Thursday, April 29, 2010

HDR Photography Basics


HDR (high dynamic range) photography is a relatively new technique in the world of still photography. Every photographic scene that we encounter has a range of brightness...a contrast range. The contrast range is the range of luminosity from the brightest highlights to the deepest shadows. The problem for the photographer is the camera's inability to record detail across the whole range of brightness when photographing a high contrast scene. HDR attempts and if done properly will enable the photographer to produce a single image that reproduces detail across the entire range of contrast by combining different exposures of the same subject into a single file. In the past an elaborate lighting setup may have been used to lighten the shadows, reducing the contrast range, so that details are visible in the entire photo. Now the same result can be achieved without the lights. In future posts I will get more specific but in general here is what we're doing.
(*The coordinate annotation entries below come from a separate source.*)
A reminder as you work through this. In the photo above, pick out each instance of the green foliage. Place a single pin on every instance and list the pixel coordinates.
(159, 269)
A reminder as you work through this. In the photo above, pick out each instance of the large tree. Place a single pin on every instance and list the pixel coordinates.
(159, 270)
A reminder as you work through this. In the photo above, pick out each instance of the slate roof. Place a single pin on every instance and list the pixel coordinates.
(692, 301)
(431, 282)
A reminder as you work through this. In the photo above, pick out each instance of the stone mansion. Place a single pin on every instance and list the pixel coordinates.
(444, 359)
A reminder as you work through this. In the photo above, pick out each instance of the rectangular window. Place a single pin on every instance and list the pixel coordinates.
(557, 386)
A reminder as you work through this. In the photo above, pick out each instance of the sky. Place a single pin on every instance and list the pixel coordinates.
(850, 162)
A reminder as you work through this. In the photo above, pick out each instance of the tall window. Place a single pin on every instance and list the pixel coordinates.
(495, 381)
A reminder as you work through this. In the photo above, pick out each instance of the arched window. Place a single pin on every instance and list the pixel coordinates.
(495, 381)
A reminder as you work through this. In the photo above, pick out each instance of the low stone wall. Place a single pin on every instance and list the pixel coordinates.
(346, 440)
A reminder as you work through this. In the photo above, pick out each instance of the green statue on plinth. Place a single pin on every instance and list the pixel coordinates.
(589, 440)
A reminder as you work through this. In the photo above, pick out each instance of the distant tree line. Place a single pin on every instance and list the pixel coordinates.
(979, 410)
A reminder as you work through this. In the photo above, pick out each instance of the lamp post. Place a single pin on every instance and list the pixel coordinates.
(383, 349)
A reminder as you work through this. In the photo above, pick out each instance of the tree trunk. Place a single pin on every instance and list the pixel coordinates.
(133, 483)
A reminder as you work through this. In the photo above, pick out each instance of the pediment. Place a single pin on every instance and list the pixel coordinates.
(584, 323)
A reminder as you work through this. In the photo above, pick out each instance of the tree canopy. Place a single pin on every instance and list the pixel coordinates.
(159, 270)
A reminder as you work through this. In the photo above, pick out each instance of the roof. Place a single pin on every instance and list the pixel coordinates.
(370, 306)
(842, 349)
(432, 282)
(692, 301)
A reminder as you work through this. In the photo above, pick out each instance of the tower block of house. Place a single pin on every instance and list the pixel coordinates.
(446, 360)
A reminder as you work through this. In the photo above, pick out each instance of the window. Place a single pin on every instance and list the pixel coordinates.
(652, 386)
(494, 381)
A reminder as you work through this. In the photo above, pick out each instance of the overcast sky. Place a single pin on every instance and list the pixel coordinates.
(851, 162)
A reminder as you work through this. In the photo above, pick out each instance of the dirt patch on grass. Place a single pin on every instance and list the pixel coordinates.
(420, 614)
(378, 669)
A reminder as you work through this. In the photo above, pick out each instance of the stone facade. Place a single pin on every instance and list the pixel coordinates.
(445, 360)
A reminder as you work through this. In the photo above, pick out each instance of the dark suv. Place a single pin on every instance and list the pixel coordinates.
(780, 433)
When faced with a high contrast scene we are taking several exposures at varying exposure settings making sure that across our exposure set we have recorded detail in all areas of the scene. That is, we have proper exposure of the highlights, mid tones, and shadows for the same exact shot across at least 3 exposures. The exposures are then combined digitally (there are many photo editing programs out there that can do this) to produce a single file with highly visible detail in all elements of the image. Let's look at the example above of the railroad cars. Three exposures were combined to produce this image. Notice that there is good detail throughout...the sky is blue, the rust in the tracks is highly visible, and even the inside of that front wheel is full of detail. The range of contrast in this scene is unrecordable by todays digital cameras (in a single exposure, that is). In order to get that detail in the wheel in one exposure the photographer would normally have to blow out the highlights...to keep the sky blue she would have to let some shadows go black. There are several steps involved in the hdr process (none of which is that complicated) and in future posts I will address them. For now let's be aware that contrasty scenes that used to be beyond the latitude of film, or beyond the ability of a digital sensor to capture, can now be recorded in several exposures and combined to produce a single image with good detail throughout the range.

Introduction

Thank you for visiting my photography blog. I hope to share my ideas and thoughts with you regarding all aspects of photography and to showcase and discuss my work, which I will often post as an example of the topic at hand. I have an extensive business background and will also often discuss business concepts that can be helpful to anyone who is interested in starting and running a photography business. (The business ideas will often be applicable to any business). I hope to help aspiring photographers and serious hobbyists refine their skills and to learn from other photographers as we interact and share. The most important thing I learned early on in pursuing my photographic vision is that the learning never ends. There is always something new, and there is always someone out there that can show you something that you haven't seen before. I welcome all of you to add to the conversation in any way that you can, including constructive criticism of my work and/or thoughts. It is April 29, 2010...let's get started.